Numerous programs have been created by health care providers, health agencies, and the payer community to try to educate and support patients in effective self-management of their condition.³ In contrast to traditional patient education, such efforts focus less on technical skills and disease-specific information and more on problem solving and social coping mechanisms in order to develop greater self-efficacy in the area of care management.^2,4–6 This approach has been found to be more effective in producing behavior change and improved disease control than the traditional approach.^7,8 Techniques such as coaching and motivational interviewing are a known body of work.⁹

Increased patient activation and engagement has been associated with improved outcomes and reduced costs.¹⁰ The question remains open, however, as to whether such a program can actually reduce the economic burden of increased health care expenditures for patients with a chronic condition. The evidence base is somewhat limited as few studies of disease management programs have looked at the impact on health care expenditures.¹¹ Of studies that do, few effectively describe program elements well enough to determine which elements have an impact on cost.¹² Although it is often assumed that preventive services reduce net health care expenditures, that assumption is not always valid.¹³ In general, studies that have looked at the impact of disease management programs on costs have found evidence that the programs reduce health care utilization, but not necessarily costs. For example, Fireman et al, studying a provider-based program operated by the Permanente Medical Group of Northern California, found that the program increased the use of underutilized care and improved physiological indicators of health, but did not result in overall savings because of the high cost of the disease management program, which included not just coaching components but significant efforts to change primary care delivery.¹⁴

In contrast, others have found that such programs can reduce health care utilization. Lorig et al estimated annual savings in 2001 of between $320 and $590 for a peer-led group self-management program operated by Stanford University.¹⁵ A similar study of a peer-led group diabetes management program operated by the University of Michigan found savings in hospital costs, but did not look at the broader impact on medical expenditures.¹⁶ Likewise, Hibbard et al found that a program assessing patient self-management skills and tailoring coaching support to those skills reduced hospital and emergency room (ER) utilization, but with no assessment of overall savings, in a program operated by LifeMasters (LifeMasters Supported SelfCare, Irvine, CA) that focused on members with diabetes, chronic obstructive pulmonary disease, congestive heart failure, asthma, and coronary artery disease.¹⁷ Villagra and Ahmed, evaluating a diabetes management program involving phone and Internet support coupled with remote monitoring, found health care expenditures reductions of $137/month.¹⁸ Little data, aside from that provided by the Hibbard and Villagra studies, exist on the impact of telephone-based self-management programs on health care expenditures. The current study proposes to increase the evidence base regarding the economic effect of telephone-based self-management programs by examining data on one such program.

Methods

Program description

The American Health Data Institute (AHDI) created its chronic disease management program, the Healthcare Navigator, in 2002. The objective of the Healthcare Navigator program is to help client companies reduce their health care costs by improving both self-care and the receipt of appropriate preventive care from formal health care providers, and is a part of an integrated approach to managing health care utilization.^19–21 The program is insurer based and is offered as a contract component primarily to self-insured employers through their third-party administrator, but also through some co-op plans created as a result of the Patient Protection and Affordable Care Act. The program uses medical claims to identify individuals who are at risk because of a chronic condition, provides access to a Healthcare Navigator nurse for education and guidance for these patients, and identifies the subset of those individuals who have not met guideline-based minimum health care standards for their conditions.
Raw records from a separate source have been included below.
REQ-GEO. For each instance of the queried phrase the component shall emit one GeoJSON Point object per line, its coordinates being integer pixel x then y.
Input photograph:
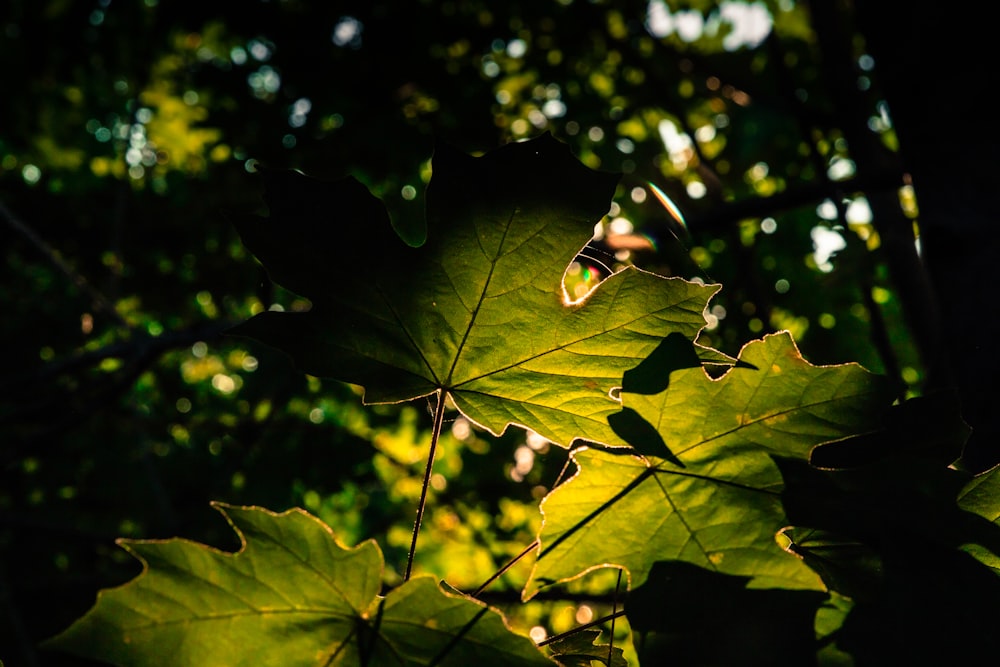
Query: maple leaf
{"type": "Point", "coordinates": [479, 311]}
{"type": "Point", "coordinates": [291, 596]}
{"type": "Point", "coordinates": [713, 495]}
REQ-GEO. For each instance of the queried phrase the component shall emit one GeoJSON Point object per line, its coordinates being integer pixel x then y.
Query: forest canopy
{"type": "Point", "coordinates": [755, 185]}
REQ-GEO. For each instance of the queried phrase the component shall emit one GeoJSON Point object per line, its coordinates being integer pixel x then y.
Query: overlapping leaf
{"type": "Point", "coordinates": [291, 596]}
{"type": "Point", "coordinates": [478, 311]}
{"type": "Point", "coordinates": [712, 498]}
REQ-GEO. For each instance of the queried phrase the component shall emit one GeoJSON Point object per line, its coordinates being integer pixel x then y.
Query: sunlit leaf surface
{"type": "Point", "coordinates": [479, 310]}
{"type": "Point", "coordinates": [716, 501]}
{"type": "Point", "coordinates": [291, 596]}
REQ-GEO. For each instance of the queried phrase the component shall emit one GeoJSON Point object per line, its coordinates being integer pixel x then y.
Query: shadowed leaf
{"type": "Point", "coordinates": [720, 506]}
{"type": "Point", "coordinates": [291, 596]}
{"type": "Point", "coordinates": [479, 310]}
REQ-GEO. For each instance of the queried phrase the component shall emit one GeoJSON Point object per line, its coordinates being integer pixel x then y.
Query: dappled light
{"type": "Point", "coordinates": [738, 171]}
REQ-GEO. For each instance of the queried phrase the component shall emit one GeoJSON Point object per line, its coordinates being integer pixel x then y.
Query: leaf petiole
{"type": "Point", "coordinates": [435, 435]}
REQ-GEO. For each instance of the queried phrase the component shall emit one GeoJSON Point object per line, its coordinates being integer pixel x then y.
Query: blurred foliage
{"type": "Point", "coordinates": [131, 129]}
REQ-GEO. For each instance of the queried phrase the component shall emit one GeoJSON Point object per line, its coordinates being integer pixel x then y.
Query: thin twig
{"type": "Point", "coordinates": [614, 610]}
{"type": "Point", "coordinates": [506, 567]}
{"type": "Point", "coordinates": [569, 633]}
{"type": "Point", "coordinates": [435, 435]}
{"type": "Point", "coordinates": [98, 300]}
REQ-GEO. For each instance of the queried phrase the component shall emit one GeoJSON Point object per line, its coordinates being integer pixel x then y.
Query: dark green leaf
{"type": "Point", "coordinates": [291, 596]}
{"type": "Point", "coordinates": [479, 311]}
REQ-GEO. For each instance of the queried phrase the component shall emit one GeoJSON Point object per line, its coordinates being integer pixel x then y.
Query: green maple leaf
{"type": "Point", "coordinates": [981, 496]}
{"type": "Point", "coordinates": [581, 650]}
{"type": "Point", "coordinates": [479, 311]}
{"type": "Point", "coordinates": [712, 497]}
{"type": "Point", "coordinates": [291, 596]}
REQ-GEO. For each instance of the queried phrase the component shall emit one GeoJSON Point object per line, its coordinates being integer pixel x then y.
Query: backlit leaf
{"type": "Point", "coordinates": [712, 496]}
{"type": "Point", "coordinates": [479, 311]}
{"type": "Point", "coordinates": [291, 596]}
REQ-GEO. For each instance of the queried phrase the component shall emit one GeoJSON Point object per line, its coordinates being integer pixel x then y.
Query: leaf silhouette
{"type": "Point", "coordinates": [479, 311]}
{"type": "Point", "coordinates": [687, 615]}
{"type": "Point", "coordinates": [714, 499]}
{"type": "Point", "coordinates": [291, 596]}
{"type": "Point", "coordinates": [581, 650]}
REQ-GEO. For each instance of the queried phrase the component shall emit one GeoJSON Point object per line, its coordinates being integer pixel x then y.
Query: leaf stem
{"type": "Point", "coordinates": [435, 435]}
{"type": "Point", "coordinates": [527, 550]}
{"type": "Point", "coordinates": [614, 611]}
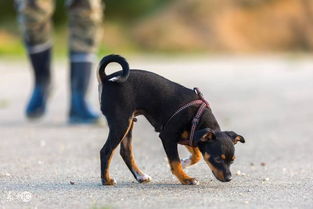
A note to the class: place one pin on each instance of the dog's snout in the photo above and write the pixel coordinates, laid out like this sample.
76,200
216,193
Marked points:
228,177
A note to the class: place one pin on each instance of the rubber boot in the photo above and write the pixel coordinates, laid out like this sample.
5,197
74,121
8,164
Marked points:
80,111
41,64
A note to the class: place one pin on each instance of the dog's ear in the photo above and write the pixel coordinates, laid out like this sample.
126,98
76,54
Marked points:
204,135
235,137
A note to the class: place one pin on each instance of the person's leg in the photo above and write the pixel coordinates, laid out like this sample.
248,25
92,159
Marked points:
34,18
85,17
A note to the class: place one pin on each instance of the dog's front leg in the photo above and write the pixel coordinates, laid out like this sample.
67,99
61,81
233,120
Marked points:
175,164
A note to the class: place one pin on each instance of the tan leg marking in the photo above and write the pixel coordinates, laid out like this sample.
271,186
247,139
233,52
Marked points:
218,174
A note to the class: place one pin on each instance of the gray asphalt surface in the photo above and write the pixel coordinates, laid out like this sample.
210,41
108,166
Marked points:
267,100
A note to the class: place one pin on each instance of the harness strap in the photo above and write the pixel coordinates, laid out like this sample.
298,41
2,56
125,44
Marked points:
196,119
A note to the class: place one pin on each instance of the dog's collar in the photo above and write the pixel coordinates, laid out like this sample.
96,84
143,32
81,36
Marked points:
203,104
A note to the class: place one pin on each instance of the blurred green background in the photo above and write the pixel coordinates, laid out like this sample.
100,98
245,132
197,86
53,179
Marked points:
185,26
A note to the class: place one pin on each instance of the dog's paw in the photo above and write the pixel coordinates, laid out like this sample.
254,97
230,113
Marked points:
108,182
186,162
191,181
143,178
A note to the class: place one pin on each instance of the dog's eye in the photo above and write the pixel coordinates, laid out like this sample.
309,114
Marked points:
218,159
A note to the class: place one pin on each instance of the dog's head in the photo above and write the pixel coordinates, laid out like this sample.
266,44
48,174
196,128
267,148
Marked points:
217,148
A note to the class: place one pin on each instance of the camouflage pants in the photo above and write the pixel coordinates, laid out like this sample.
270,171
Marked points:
85,18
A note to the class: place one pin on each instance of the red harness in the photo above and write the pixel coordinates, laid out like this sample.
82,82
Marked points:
203,104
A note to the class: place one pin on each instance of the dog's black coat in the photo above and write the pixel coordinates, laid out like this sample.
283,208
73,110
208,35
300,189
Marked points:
128,93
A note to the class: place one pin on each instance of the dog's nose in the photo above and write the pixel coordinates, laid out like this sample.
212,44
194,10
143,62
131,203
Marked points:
228,177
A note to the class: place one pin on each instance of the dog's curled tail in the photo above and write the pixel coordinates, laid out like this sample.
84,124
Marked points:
119,76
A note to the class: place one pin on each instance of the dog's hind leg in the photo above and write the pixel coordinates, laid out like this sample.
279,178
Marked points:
118,130
126,152
193,158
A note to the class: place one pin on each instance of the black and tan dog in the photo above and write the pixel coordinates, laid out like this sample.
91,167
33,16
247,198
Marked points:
179,114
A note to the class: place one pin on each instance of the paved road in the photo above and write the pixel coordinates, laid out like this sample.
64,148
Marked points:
268,100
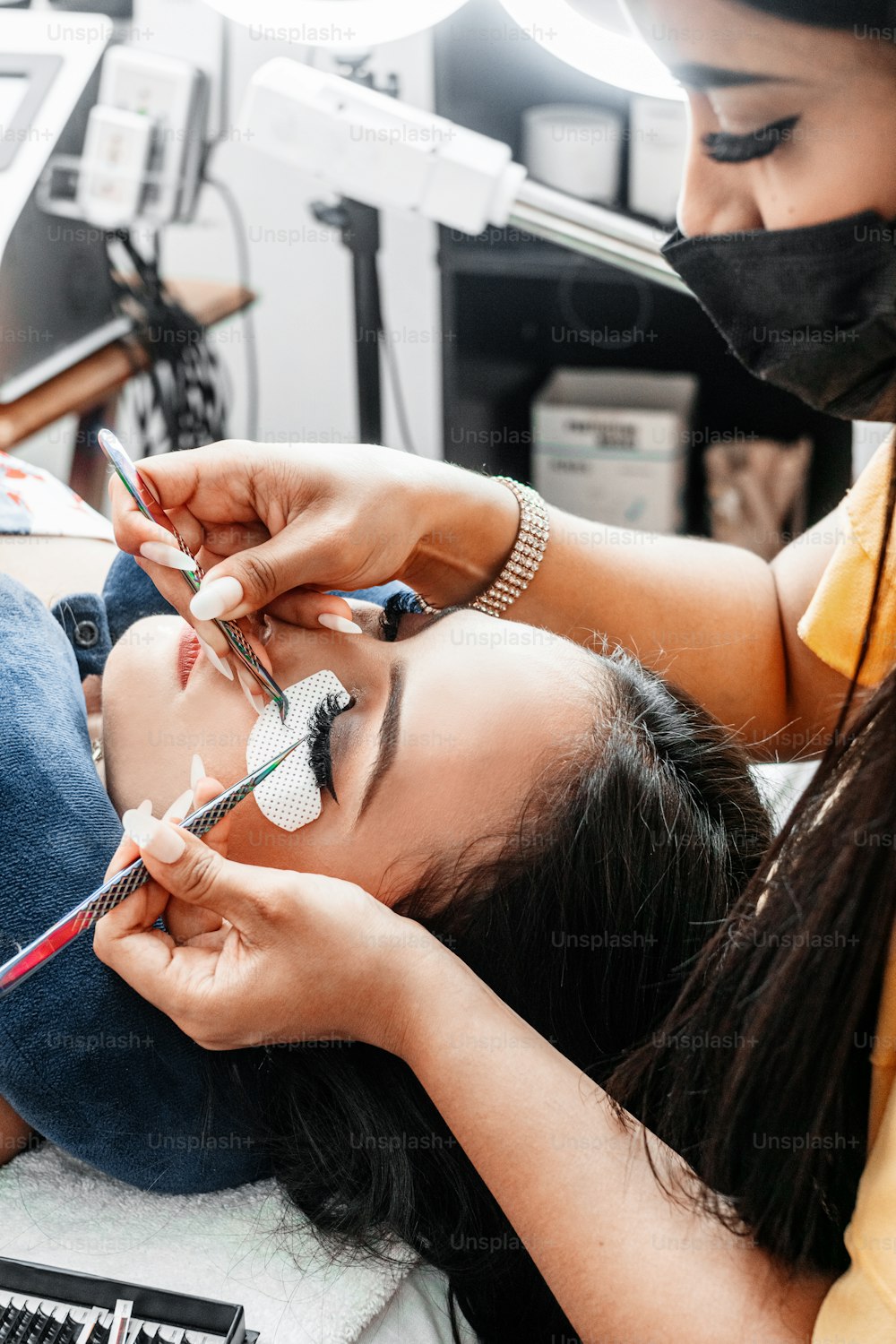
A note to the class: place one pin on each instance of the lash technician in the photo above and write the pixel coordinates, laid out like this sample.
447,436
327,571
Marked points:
759,1203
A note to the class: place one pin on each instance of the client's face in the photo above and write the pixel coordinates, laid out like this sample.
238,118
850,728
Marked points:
454,720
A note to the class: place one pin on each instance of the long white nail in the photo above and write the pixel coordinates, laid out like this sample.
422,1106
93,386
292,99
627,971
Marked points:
339,623
168,556
249,685
215,597
215,659
163,841
136,822
182,806
196,769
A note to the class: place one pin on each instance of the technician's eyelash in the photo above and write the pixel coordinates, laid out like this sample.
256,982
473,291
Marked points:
392,612
322,726
726,148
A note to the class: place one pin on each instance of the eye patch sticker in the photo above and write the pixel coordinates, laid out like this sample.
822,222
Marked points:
290,797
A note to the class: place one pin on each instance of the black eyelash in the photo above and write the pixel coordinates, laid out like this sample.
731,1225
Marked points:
392,612
739,150
322,726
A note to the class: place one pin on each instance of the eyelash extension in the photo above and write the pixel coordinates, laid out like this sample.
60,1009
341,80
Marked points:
322,726
726,148
392,612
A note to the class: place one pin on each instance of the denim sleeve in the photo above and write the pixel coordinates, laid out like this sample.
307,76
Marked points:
82,1058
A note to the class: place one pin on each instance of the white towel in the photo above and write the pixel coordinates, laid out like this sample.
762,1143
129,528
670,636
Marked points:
228,1245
The program initially used nurses to provide technical information on the patient's chronic condition and to educate patients on guideline-based minimum health care requirements through written and phone contact. This training is considered crucial to ensure that case managers have appropriate psychosocial skills to support behavioral change in patients.²² Early in the program's development, AHDI implemented an internally developed computer application to assist with this effort. A significant change in focus to support behavioral change through motivational interviewing occurred in 2008. Currently, each member of the nursing staff receives training in motivational interviewing before beginning to work with participating program members, with periodic ongoing training conducted to further develop their skills.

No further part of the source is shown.